Writing in National Review today, Michael Ledeen spends an entire column excoriating Bush for his irresolute weakness in dealing with the Iraqi Sunnis and Iranian Shiites. For Ledeen, these are our enemies and nothing less than waging full-scale war on them will fulfill the Churchillian ideal. Ledeen’s column is revealingly entitled “Preemptive Surrender," and he’s not talking about Michael Moore or even Jack Murtha. The surrender monkey here is George Bush. It seems that the Bush Administration is reprehensibly considering non-war strategies for dealing with these problems, and Ledeen will have none of it. The numerous (really, countless) Middle Eastern enemies of Israel America must be put in their place or destroyed, not negotiated with.

Ledeen means business in this column, and to leave no doubt about just how serious he is, he lets Bush know that, as much as he doesn't want to do it, Ledeen may have to unleash the Ultimate Insult if Bush fails to wage more and more war on everyone this side of Tel Aviv:

Remember Churchill's great judgment on Chamberlain at Munich: He had a choice between war and dishonor; he chose dishonor, and got war.
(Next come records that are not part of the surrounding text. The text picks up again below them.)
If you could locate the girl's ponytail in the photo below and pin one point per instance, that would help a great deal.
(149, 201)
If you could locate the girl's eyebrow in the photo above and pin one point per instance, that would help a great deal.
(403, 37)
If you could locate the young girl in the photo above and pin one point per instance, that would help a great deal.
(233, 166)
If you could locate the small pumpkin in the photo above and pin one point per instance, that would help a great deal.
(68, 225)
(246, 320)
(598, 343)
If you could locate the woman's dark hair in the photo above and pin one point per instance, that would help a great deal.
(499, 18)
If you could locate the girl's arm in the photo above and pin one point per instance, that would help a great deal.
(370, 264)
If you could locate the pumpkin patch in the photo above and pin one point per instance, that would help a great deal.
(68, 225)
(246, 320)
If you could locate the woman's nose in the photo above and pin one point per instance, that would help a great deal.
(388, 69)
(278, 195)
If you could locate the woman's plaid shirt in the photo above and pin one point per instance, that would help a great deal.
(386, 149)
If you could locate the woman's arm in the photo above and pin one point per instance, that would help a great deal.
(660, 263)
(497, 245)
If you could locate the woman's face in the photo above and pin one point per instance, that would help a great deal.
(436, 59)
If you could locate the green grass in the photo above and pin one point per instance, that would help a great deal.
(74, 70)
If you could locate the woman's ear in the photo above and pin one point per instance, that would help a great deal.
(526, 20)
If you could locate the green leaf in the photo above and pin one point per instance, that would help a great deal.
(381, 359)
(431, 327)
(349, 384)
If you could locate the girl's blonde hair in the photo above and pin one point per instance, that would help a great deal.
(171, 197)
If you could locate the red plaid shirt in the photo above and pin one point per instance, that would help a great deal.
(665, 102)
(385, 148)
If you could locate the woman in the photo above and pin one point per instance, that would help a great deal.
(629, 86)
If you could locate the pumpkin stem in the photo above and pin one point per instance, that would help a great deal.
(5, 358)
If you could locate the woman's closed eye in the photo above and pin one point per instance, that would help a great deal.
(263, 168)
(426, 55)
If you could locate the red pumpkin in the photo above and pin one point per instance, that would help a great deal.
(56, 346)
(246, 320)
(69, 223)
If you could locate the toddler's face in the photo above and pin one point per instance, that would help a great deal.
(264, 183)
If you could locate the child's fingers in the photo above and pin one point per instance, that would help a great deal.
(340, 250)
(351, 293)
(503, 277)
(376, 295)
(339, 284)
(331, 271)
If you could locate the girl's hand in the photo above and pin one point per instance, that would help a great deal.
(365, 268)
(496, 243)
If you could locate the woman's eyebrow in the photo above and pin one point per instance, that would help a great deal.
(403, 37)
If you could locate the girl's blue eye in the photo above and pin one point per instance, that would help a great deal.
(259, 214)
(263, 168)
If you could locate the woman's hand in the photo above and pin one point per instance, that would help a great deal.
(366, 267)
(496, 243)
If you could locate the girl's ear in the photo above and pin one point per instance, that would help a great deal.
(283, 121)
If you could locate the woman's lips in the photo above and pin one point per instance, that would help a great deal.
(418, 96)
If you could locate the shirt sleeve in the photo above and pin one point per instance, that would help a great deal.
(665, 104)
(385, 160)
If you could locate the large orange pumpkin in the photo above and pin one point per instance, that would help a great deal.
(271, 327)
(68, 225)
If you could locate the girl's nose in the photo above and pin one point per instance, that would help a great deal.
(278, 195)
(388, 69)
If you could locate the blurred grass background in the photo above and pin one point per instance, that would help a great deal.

Bush should not want those terrible words to define his second term, but he is certainly moving in that direction right now.

So, unless Bush stops with all of this negotiation and diplomacy nonsense, we will have to conclude that he was Neville Chamberlain all along, and not the Second Coming of Churchill. For one of the shining missiles of neoconservatism to even be suggesting that George Bush is choosing dishonor over war -- the greatest neocon sin -- why, those are fighting words.

In a completely unrelated and totally coincidental development, the American Israel Public Affairs Committee (AIPAC) yesterday issued a statement which was also highly critical of the Bush Administration for negotiating too much with Iran instead of pushing for Iran to be punished with sanctions:

“Last week’s decision allowed Iran to win a critical round in its game of cat and mouse with the international community,” AIPAC said Wednesday in a rare public disagreement with the White House. The statement released by AIPAC added: “We disagree with these decisions and are concerned that these efforts will facilitate Iran´s quest for nuclear weapons, hampering the diplomatic effort to stop Iran before it is too late. This poses a severe danger to the United States and our allies, and puts America and our interests at risk.”

Forget all of this annoying chatter about anti-war public opinion and limitations on our military resources and the civil war and regional instability we seem to be spawning more intensely every day with our occupation of Iraq. The neocons have war to wage and anyone who stands in the way of that war will become the enemy, including George Bush. They turned on their prior hero, Donald Rumsfeld, when he refused to commit even more troops to Iraq and spoke blasphemously of the possibility that we may not be in Iraq forever, and nobody who stands in the way of their Great War is immune, including Bush.

After all: “Remember Churchill's great judgment on Chamberlain at Munich: He had a choice between war and dishonor; he chose dishonor, and got war.” When it comes to the choice between continuing with their war or supporting Bush, the neocons will always choose war. It’s their credo.